Microsoft Corp. kündigte die dritte deutliche Preiserhöhung für seine Xbox-Videospielkonsolen der aktuellen Generation in nur 13 Monaten an. Die Maßnahme spiegelt deutlich die aktuelle Komponentenknappheitskrise wider, ein Szenario, das die Kosten für Technologieprodukte für Verbraucher an mehreren Fronten in die Höhe getrieben hat.

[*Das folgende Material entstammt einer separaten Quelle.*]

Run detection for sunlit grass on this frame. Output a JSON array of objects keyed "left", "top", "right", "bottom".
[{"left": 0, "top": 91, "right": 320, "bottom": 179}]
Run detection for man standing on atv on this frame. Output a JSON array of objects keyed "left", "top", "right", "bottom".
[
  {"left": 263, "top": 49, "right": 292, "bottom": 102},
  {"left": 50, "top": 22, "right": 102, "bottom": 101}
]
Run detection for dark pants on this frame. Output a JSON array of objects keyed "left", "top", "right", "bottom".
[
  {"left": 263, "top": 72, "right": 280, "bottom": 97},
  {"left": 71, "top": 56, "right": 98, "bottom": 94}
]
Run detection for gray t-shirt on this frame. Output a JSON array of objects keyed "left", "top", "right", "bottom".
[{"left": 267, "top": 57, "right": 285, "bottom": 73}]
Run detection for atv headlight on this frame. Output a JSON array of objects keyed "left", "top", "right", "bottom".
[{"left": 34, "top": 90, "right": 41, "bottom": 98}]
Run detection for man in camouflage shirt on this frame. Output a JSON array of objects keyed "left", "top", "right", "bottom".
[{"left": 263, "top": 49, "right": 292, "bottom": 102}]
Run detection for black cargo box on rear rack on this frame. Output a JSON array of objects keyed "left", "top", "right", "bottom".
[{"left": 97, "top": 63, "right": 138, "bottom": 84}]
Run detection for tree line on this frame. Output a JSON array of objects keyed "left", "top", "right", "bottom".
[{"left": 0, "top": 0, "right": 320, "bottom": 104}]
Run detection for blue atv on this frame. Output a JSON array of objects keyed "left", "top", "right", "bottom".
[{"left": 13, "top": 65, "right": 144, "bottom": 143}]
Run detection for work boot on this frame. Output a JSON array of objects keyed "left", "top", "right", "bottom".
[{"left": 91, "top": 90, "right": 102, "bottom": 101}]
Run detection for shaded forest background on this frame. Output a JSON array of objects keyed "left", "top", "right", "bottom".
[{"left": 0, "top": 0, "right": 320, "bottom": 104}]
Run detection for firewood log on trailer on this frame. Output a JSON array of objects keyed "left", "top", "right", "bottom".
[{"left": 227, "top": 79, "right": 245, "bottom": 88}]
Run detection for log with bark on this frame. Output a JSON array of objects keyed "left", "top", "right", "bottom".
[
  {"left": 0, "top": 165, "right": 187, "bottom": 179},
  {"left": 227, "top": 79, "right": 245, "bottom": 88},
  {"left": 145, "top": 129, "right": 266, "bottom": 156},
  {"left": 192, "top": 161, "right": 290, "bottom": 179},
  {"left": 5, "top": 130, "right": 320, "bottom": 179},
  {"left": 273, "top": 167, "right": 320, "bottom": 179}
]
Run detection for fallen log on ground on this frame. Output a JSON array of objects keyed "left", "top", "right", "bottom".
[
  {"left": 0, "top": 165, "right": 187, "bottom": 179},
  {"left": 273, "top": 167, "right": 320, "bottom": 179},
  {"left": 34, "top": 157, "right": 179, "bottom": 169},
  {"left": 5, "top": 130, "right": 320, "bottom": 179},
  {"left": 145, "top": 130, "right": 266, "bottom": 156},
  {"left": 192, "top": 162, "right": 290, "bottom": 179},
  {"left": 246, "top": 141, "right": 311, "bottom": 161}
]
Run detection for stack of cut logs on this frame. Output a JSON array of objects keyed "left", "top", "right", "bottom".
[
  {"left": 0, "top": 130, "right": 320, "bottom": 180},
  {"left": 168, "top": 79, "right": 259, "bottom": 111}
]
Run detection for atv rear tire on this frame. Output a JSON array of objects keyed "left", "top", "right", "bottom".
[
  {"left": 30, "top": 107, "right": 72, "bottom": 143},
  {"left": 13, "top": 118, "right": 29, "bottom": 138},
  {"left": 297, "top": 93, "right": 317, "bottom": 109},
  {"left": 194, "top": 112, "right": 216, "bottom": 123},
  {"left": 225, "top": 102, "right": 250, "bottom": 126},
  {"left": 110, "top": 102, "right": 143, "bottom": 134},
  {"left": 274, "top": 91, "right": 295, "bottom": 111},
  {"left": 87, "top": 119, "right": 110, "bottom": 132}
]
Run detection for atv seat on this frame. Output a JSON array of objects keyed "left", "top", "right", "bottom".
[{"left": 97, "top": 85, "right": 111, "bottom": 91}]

Ab dem 1. August gibt es für Xbox-Modelle mit 512 Gigabyte Speicher einen Zuschlag von 100 US-Dollar. Für Versionen mit 1 Terabyte gibt es einen Aufpreis von 150 US-Dollar. Darüber hinaus bestätigte Microsoft, dass die leistungsstärkste Speicheroption, die 2 Terabyte bot, vom Markt genommen wird.
In einer am Donnerstag auf seinem Xbox-Newsblog veröffentlichten Erklärung äußerte das Unternehmen den Wunsch, weitere Anpassungen zu vermeiden. „Wir hofften, dass eine weitere Preiserhöhung nicht notwendig sein würde und haben in den letzten Monaten gemeinsam mit Anbietern nach Alternativen gesucht“, sagte Microsoft. Der Hauptgrund für die Anpassungen ist der deutliche Anstieg der Speicher- und Speicherpreise für Konsolen, die bereits um mehr als das 2,5-fache gestiegen sind und sich bis Ende 2027 voraussichtlich noch einmal verdoppeln werden, was Auswirkungen auf die gesamte technologische Produktionskette hat.
Ebenfalls am Donnerstag kündigte Apple Inc. Preiserhöhungen für die meisten seiner Produkte mit Ausnahme der iPhone-Reihe an. Der Technologieriese führte diese Veränderungen auf die beispiellose Nachfrage nach Komponenten wie Speicher und Solid-State-Laufwerken zurück, die von Unternehmen, die in künstliche Intelligenz investieren, in großem Umfang nachgefragt werden.
Der Gaming-Hardware-Sektor verzeichnete in den letzten Jahren erhebliche Preissteigerungen. Microsoft hatte die Werte seiner Xbox Series X- und Series S-Konsolen bereits im Mai 2025 und erneut im Oktober desselben Jahres angepasst. Mit den neuen Anpassungen ist die Standard-Xbox-Serie
Xbox betonte, dass Spielekonsolen im Gegensatz zu anderen Verbraucherprodukten traditionell für weniger als ihre Produktionskosten verkauft werden. Diese Strategie, die darauf abzielt, Verbraucher anzulocken und den Verkauf von Spielen und Dienstleistungen zu fördern, macht Konsolenhersteller besonders anfällig für Preiserhöhungen wesentlicher Komponenten.